Les oiseaux sont présents dans les niveaux de l'Yprésien. Ils font partie des groupes, avec les Mammifères, les Dinosaures et les Ptérosaures qui n'ont pas été découverts à l'époque d'Arambourg et qui ont été mis au jour par l'équipe du MNHN. On peut en particulier citer une famille éteinte, les Odontopterygiformes. Ces oiseaux ressemblaient à de grands albatros avec des becs munis d'excroissances osseuses rappelant des dents, d'où leur nom "oiseaux à pseudo-dents".
Bien que la faune continentale soit bien moins représentée que la faune marine, il faut tout de même signaler qu'on a découvert des Ptérosaures comme Phosphatodraco mauritanicus (5 mètres d'envergure), des Dinosaures saurischiens, et des Mammifères tels que Phosphaterium escuilliei et Eritherium azzouzorumun, considérés actuellement comme les plus vieux Proboscidiens connus au monde.

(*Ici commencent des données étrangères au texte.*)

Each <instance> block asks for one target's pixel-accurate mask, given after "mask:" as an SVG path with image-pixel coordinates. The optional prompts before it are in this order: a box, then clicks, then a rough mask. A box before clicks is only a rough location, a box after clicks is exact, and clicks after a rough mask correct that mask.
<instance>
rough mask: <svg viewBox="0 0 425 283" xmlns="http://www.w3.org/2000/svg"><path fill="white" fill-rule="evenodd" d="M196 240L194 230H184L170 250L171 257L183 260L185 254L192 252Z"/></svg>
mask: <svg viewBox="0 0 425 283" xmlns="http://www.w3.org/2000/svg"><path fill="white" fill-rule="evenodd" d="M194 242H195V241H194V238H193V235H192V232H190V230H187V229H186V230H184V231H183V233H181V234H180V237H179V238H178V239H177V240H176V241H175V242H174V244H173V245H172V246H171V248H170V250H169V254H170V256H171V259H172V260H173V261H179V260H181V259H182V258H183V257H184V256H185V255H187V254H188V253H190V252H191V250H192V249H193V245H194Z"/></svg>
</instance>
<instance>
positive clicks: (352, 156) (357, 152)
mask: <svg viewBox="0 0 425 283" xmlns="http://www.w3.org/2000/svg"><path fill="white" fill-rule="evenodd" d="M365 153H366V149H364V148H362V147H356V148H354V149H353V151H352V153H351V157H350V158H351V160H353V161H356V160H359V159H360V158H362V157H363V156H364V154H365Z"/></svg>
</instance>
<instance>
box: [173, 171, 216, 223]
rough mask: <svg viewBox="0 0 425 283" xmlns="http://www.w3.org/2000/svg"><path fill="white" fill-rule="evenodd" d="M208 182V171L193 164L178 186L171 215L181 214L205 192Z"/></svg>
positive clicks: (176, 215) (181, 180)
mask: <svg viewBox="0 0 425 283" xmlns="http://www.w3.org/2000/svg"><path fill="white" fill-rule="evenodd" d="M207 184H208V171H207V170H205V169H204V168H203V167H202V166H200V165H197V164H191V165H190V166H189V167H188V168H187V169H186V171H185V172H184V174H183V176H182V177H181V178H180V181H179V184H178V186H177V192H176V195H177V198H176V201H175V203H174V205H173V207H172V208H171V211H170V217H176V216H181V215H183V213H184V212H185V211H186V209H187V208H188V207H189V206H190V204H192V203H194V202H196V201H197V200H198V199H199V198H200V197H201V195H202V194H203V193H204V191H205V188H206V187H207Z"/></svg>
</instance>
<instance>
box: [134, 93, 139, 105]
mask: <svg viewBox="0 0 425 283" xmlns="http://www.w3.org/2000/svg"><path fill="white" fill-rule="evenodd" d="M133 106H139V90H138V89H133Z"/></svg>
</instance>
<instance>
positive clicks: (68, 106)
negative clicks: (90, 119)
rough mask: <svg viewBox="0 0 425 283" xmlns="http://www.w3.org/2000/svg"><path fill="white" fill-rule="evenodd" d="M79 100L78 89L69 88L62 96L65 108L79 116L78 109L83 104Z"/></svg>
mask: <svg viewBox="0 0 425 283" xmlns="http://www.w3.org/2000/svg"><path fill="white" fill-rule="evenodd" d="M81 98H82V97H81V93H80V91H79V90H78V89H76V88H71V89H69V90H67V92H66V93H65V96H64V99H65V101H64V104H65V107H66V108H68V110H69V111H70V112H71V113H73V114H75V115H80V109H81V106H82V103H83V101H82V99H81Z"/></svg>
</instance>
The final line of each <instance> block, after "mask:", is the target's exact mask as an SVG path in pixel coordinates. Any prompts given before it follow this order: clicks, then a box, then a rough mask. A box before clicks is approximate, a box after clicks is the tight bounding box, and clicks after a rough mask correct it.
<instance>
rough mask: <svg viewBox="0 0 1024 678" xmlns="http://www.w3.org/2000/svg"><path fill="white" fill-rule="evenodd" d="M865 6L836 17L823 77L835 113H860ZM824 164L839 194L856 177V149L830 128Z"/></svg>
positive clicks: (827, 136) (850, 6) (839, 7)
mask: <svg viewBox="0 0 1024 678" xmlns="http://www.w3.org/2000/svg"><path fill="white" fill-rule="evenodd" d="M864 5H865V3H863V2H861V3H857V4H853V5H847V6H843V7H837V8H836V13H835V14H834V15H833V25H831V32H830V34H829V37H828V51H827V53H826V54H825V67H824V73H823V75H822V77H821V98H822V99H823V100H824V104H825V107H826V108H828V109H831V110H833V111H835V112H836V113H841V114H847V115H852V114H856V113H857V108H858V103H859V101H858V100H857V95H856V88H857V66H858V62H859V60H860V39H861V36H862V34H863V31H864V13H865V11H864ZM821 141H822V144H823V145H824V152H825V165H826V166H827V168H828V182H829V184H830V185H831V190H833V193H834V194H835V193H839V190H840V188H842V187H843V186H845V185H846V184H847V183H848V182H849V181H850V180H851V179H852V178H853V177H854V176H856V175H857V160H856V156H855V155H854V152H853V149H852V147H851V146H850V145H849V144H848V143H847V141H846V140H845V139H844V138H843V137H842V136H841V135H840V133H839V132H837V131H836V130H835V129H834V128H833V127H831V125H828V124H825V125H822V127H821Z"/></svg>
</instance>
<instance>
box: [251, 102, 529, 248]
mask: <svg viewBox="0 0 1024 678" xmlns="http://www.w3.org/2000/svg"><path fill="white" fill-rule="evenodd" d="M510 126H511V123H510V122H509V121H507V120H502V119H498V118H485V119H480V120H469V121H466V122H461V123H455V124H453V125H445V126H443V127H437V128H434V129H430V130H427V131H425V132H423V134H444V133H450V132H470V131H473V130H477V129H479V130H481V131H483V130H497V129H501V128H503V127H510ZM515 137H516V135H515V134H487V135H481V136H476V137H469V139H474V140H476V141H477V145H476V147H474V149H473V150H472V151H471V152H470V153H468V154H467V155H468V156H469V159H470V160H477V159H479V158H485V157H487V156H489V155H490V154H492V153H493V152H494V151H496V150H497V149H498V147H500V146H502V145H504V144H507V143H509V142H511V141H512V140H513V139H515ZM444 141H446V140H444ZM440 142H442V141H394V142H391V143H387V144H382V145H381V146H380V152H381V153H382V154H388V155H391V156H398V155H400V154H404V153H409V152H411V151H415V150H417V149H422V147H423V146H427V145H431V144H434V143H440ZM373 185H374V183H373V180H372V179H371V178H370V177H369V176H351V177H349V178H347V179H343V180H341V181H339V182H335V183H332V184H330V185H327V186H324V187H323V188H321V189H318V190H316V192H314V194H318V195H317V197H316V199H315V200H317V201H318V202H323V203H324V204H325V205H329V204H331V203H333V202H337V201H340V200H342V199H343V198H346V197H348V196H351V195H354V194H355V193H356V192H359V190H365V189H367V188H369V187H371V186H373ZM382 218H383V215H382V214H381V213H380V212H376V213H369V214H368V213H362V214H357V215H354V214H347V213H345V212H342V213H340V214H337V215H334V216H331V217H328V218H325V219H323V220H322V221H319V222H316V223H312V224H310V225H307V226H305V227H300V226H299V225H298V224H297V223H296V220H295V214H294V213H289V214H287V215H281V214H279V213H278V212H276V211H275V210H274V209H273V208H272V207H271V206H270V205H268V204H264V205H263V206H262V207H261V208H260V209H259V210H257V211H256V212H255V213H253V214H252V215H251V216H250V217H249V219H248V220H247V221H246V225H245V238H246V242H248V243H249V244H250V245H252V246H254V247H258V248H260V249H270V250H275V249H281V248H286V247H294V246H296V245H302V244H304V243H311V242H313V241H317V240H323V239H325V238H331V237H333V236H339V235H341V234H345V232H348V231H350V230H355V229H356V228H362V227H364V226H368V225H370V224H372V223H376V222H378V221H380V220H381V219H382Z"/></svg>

0428_Conf_phosphates_Maroc_Mosasauridae_complet_445_100.jpgUn Mosasauridae complet



Conclusion​

Pour les paléontologues, les gisements de phosphates du Maroc sont des sites privilégiés qui :
  • constituent un hot spot de paléodiversité ;
  • permettent de suivre l'évolution de la faune à l'époque critique de la crise biologique Crétacé/Tertiaire ;
  • permettent d'étudier le domaine de la marge Sud de la Téthys encore mal connu.
Enfin, ils constituent un important patrimoine paléontologique pour le Maroc. Si les fossiles sont bien inventoriés, ils sont malheureusement conservés actuellement dans des conditions relativement sommaires. La réalisation du musée projeté à Khouribga est encore incertaine. Espérons qu'il voit le jour pour la préservation et la valorisation de ce patrimoine.
Pour terminer, Nathalie Bardet insiste sur le fait que les découvertes qu'elle a citées dans cette conférence sont le résultat d'un travail d'équipe et ont impliqué un grand nombre de ses collègues français et étrangers : Emmanuel Gheerbrant pour les Mammifères, Stéphane Jouve pour les Crocodiles, Estelle Bourdon pour les Oiseaux, Xavier Pereda-Suberbiola pour les Dinosaures et les Ptérosaures, Peggy Vincent pour les Plésiosaures, Alexandra Houssaye et Jean-Claude Rage pour les Squamates, France de Lapparent pour les Tortues, Henri Cappetta pour les Sélaciens, et bien d'autres...
Pendant cette conférence, Nathalie Bardet nous a fait partager son enthousiasme et sa passion pour le Maroc et son métier. A sa manière, à travers plusieurs anecdotes et évocations, elle nous a montré que les paléontologues professionnels ne font pas que jongler avec des noms compliqués d'espèces disparues et inconnues du commun des mortels, mais qu'ils (ou elles) peuvent également être très sensibles aux choses humaines et actuelles. Nous la remercions et l'applaudissons chaleureusement.